By Anna Lothson
The news of nine new Oak Park alleys being replaced isn't much to talk about. But nine alleys with permeable pavement, purchased through a hefty state grant, is a different story.
As part of a project proposed for the 2014 budget, the village will put up a total of $254,442 for the project that will be paired with an Illinois Green Infrastructure Grant worth $763,327 toward a Green Alley Program that will replace the alleys with new environmentally-friendlier pavements.
The Village of Oak Park's engineering department submitted a grant in December 2012 through the Illinois Environmental Protection Agency for the construction of these green alleys. The alleys were already scheduled for replacement in the next few years, according to a village memo, but this grant will help bump those improvements up to next year. The village received the full requested grant amount.
The green alley plan aligns with the village's sustainability vision and its being done as a "best management practice" to improve the performance of the village's sewer system. The alleys are also located in areas with anticipated sandy soils to minimize construction costs and maximize permeability, according to a village report.

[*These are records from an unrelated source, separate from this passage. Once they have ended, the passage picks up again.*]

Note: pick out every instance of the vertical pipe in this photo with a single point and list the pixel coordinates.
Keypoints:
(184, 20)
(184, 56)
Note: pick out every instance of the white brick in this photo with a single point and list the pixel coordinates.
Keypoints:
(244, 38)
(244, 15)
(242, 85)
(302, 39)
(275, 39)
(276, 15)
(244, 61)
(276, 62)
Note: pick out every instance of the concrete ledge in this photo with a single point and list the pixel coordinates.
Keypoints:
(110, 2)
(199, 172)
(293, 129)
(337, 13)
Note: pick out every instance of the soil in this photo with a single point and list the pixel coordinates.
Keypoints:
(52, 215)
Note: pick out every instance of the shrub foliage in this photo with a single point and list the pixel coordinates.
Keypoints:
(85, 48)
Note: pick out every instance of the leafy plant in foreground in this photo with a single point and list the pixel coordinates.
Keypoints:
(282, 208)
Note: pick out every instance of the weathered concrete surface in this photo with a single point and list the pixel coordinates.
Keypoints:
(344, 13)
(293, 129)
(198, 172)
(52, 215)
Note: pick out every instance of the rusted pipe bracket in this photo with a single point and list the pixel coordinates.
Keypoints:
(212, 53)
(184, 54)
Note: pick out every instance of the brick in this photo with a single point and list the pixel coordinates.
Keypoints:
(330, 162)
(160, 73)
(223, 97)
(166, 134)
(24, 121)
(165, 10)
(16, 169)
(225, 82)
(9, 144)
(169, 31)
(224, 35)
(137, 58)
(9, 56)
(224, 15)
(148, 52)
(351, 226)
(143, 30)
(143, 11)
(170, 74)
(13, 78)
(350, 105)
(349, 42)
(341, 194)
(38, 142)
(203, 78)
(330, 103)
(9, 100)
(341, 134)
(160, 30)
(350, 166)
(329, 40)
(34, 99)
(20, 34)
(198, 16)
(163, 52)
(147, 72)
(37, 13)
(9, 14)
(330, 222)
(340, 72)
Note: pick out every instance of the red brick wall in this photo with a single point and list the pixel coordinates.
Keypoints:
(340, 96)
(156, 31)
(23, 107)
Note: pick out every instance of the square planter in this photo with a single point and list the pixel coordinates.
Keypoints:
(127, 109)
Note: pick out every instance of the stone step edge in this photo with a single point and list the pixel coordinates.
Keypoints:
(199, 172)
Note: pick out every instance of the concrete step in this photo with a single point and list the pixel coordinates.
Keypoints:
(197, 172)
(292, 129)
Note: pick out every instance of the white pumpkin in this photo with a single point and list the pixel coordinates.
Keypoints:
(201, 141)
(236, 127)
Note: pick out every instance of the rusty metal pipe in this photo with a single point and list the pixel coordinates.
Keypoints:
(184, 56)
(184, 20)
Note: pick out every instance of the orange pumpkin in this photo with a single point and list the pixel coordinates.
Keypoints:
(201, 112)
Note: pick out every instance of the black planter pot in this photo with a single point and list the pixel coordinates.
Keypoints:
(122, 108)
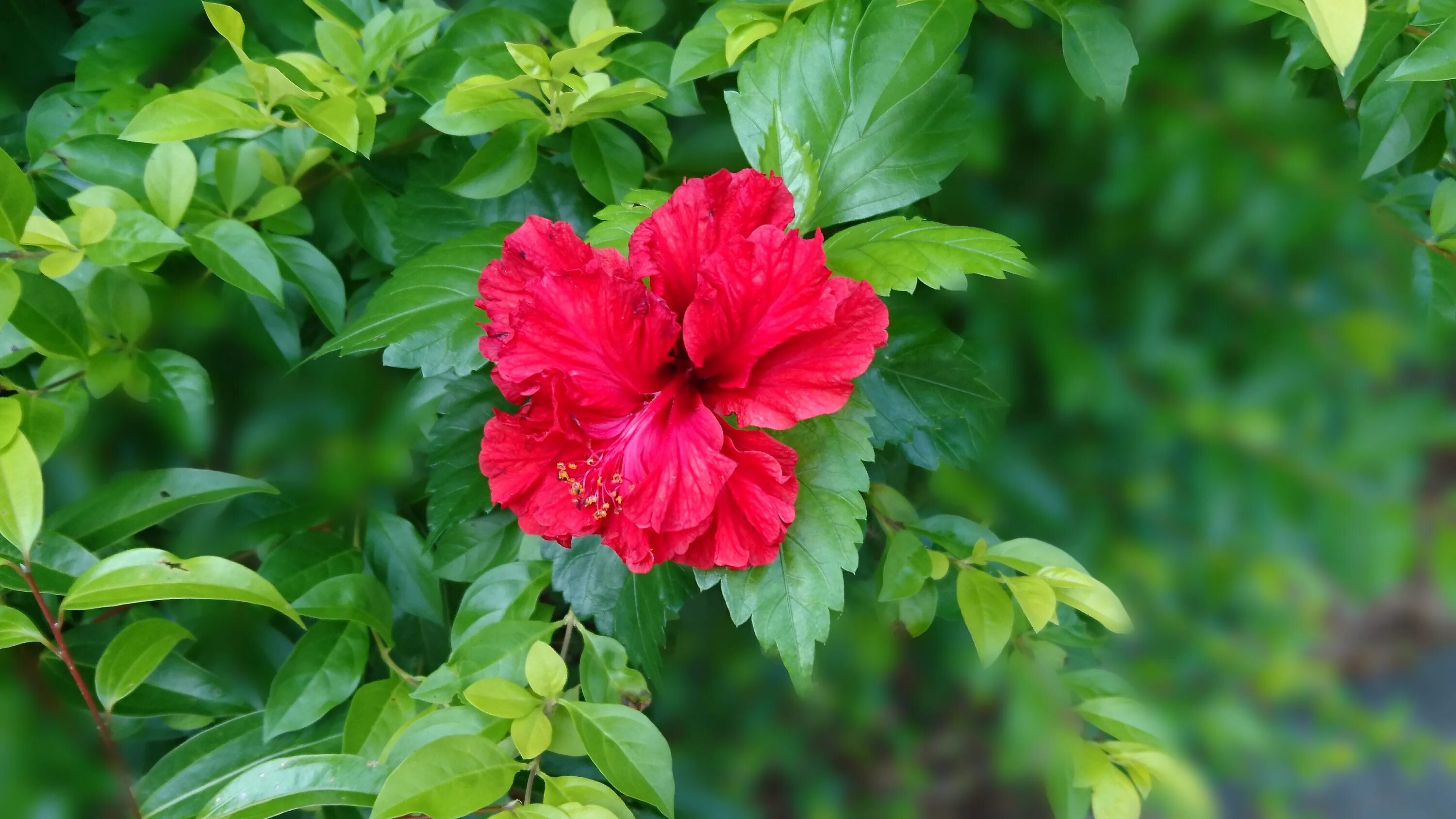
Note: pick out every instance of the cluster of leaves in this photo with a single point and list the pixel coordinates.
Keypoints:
(346, 190)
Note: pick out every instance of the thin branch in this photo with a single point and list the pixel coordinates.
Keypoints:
(108, 745)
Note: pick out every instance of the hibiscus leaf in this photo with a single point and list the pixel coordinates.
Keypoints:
(627, 606)
(896, 254)
(877, 97)
(426, 313)
(929, 398)
(790, 600)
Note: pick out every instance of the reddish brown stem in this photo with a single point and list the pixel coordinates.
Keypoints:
(118, 764)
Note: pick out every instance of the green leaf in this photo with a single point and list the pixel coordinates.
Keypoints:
(376, 713)
(136, 238)
(1339, 25)
(429, 303)
(22, 493)
(618, 222)
(504, 592)
(1037, 601)
(142, 575)
(17, 629)
(134, 502)
(608, 161)
(876, 97)
(1098, 50)
(503, 164)
(897, 254)
(986, 610)
(906, 569)
(929, 398)
(790, 600)
(191, 114)
(1394, 118)
(181, 785)
(447, 777)
(496, 651)
(337, 118)
(394, 549)
(315, 274)
(628, 606)
(184, 391)
(564, 790)
(1125, 719)
(1443, 207)
(17, 200)
(293, 783)
(308, 559)
(322, 672)
(359, 598)
(501, 699)
(628, 750)
(169, 180)
(133, 655)
(545, 670)
(239, 257)
(47, 313)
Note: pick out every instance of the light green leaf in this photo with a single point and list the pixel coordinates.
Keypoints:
(503, 164)
(447, 777)
(1339, 24)
(191, 114)
(986, 610)
(563, 790)
(239, 257)
(322, 672)
(133, 655)
(17, 629)
(376, 713)
(628, 750)
(22, 493)
(896, 254)
(134, 502)
(302, 264)
(545, 670)
(49, 316)
(142, 575)
(1100, 51)
(359, 598)
(877, 97)
(184, 782)
(790, 600)
(608, 161)
(17, 200)
(1037, 601)
(293, 783)
(169, 180)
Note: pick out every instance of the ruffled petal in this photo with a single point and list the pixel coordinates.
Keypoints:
(755, 295)
(608, 340)
(669, 246)
(673, 463)
(519, 454)
(756, 507)
(811, 373)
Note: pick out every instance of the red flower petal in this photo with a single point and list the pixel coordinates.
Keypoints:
(519, 456)
(755, 508)
(753, 296)
(699, 216)
(811, 373)
(609, 340)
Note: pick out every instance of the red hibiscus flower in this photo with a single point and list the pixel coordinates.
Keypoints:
(627, 386)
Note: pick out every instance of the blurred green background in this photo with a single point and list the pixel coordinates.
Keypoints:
(1225, 396)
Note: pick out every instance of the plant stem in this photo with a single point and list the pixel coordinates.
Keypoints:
(118, 764)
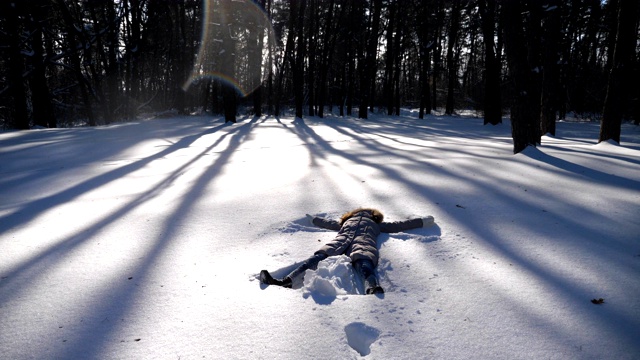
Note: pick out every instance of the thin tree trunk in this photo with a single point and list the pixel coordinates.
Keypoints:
(16, 68)
(621, 71)
(492, 97)
(525, 125)
(550, 72)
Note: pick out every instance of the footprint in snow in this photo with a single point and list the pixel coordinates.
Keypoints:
(360, 336)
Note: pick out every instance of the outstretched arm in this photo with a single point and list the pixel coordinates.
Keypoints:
(324, 223)
(398, 226)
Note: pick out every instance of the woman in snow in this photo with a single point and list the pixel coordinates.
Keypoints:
(358, 231)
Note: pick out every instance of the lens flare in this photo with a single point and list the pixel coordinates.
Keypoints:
(236, 41)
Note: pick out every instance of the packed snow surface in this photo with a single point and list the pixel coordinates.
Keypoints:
(144, 241)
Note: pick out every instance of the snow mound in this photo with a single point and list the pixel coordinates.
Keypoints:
(334, 276)
(360, 336)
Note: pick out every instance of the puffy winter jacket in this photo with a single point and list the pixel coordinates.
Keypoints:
(357, 237)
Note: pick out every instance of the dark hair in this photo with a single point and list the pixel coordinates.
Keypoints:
(376, 215)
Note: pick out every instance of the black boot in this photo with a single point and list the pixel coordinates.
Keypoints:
(266, 278)
(365, 269)
(372, 287)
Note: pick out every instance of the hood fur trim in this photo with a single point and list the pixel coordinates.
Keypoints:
(376, 215)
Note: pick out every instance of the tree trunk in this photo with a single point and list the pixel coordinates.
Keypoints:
(492, 97)
(298, 69)
(367, 75)
(550, 72)
(390, 58)
(621, 71)
(16, 67)
(525, 125)
(43, 114)
(452, 65)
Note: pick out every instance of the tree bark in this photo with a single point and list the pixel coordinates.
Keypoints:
(550, 71)
(16, 67)
(525, 125)
(492, 96)
(621, 71)
(452, 65)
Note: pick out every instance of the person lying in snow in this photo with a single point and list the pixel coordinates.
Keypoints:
(358, 231)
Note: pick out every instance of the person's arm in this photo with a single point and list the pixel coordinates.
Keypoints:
(324, 223)
(397, 226)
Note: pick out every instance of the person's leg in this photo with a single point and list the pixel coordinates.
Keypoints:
(287, 281)
(365, 268)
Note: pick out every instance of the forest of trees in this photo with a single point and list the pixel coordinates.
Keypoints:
(92, 62)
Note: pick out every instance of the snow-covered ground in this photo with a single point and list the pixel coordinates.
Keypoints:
(143, 240)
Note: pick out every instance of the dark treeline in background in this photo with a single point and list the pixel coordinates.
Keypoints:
(77, 62)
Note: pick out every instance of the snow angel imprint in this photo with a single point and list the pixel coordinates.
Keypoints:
(358, 231)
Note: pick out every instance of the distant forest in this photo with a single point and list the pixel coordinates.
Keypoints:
(92, 62)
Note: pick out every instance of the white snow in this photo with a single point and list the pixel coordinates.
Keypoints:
(144, 241)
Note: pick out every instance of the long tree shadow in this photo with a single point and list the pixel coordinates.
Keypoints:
(123, 300)
(565, 287)
(29, 211)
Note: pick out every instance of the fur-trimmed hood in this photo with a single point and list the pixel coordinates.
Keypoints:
(372, 213)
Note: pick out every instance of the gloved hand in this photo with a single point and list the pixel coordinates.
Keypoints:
(428, 221)
(310, 219)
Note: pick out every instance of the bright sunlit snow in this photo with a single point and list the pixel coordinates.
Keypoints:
(144, 240)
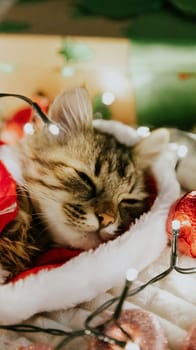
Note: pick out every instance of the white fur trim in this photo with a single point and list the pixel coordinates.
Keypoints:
(95, 272)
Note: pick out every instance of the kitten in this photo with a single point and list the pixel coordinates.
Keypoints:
(76, 189)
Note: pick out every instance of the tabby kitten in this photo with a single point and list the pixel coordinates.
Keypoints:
(76, 189)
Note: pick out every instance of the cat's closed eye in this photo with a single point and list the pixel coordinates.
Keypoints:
(131, 208)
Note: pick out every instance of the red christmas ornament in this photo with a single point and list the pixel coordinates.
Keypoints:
(142, 327)
(184, 210)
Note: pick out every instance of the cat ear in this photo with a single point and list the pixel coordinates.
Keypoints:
(72, 110)
(149, 149)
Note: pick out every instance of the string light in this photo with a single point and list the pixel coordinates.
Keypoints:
(131, 274)
(175, 225)
(143, 131)
(132, 346)
(182, 151)
(98, 331)
(54, 129)
(108, 98)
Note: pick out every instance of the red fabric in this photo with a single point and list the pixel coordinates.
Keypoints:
(8, 197)
(184, 210)
(49, 260)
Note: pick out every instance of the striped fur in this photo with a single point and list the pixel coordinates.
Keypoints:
(81, 188)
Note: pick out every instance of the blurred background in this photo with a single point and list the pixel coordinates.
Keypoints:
(137, 58)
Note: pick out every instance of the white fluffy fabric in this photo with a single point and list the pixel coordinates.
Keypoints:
(89, 277)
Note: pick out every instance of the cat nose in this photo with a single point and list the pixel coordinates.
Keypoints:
(105, 219)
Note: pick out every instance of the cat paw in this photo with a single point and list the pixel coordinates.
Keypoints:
(4, 274)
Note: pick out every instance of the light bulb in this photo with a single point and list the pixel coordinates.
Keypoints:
(108, 98)
(175, 225)
(28, 129)
(131, 274)
(132, 346)
(54, 129)
(143, 131)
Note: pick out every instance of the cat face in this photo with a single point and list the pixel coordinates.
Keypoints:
(86, 185)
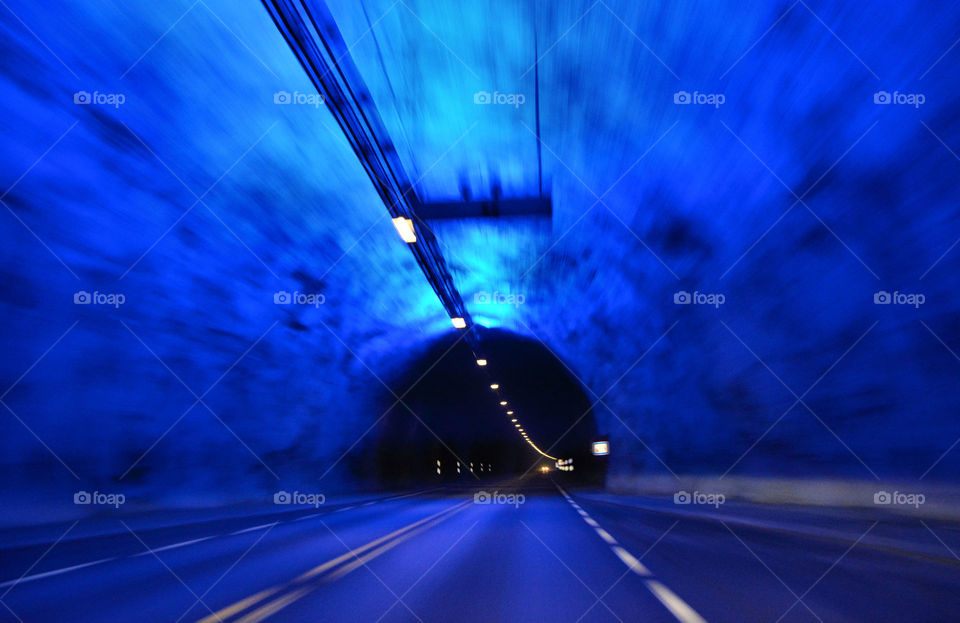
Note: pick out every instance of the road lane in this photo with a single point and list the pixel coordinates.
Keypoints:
(445, 557)
(750, 571)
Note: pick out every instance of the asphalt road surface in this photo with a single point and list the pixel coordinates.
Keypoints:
(533, 552)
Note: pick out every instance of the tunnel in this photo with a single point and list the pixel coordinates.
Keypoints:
(479, 310)
(444, 413)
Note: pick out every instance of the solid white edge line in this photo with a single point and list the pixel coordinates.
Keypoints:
(47, 574)
(677, 607)
(674, 604)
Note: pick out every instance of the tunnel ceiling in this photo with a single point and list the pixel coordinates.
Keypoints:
(796, 228)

The project is scheduled to be designed by staff and constructed in the summer of 2014. Village Engineer Jim Budrick gave a brief update about the village's pilot program Monday and said the program has been successful and has helped kept drain holes open and water percolating into the soil.
Trustee Ray Johnson praised the department for securing funds for a project that wouldn't have been fully achievable without grant money.
"Congratulations. That's a significant grant. …Good work and thank you," he told the village engineers at Monday's meeting.
OP public works department is 'fit,' says magazine
According to an October edition of Public Works Magazine, the Village of Oak Park's public works department has worked hard to stay "fit."
"[Oak Park] isn't just home to the world's largest collection of Frank Lloyd Wright-designed homes. It's also where 57 public works employees are setting the bar for environmentally friendly services for 52,000 people just west of Chicago," the article reads.
The short piece highlights Oak Park's electronic materials collection, its annual green expo and the numerous residents that joined the food composting program.
The village's LEED Gold public works fleet services facility and its vehicles that are run on bio-diesel, trucks that use compressed natural gas, along with two hybrid vehicles and one electric vehicle are also mentioned.
The village is credited for the effort of employees like Public Works Director John Wielebnicki, Budrick and others who work for the village who uses bikes to get to meetings, pump stations, construction sites and traffic signals.
In 2008, according to the article, Oak Park employees also repurposed multiple abandoned bicycles the police department had collected and turned them into usable bikes for village employees to use for work-related transportation.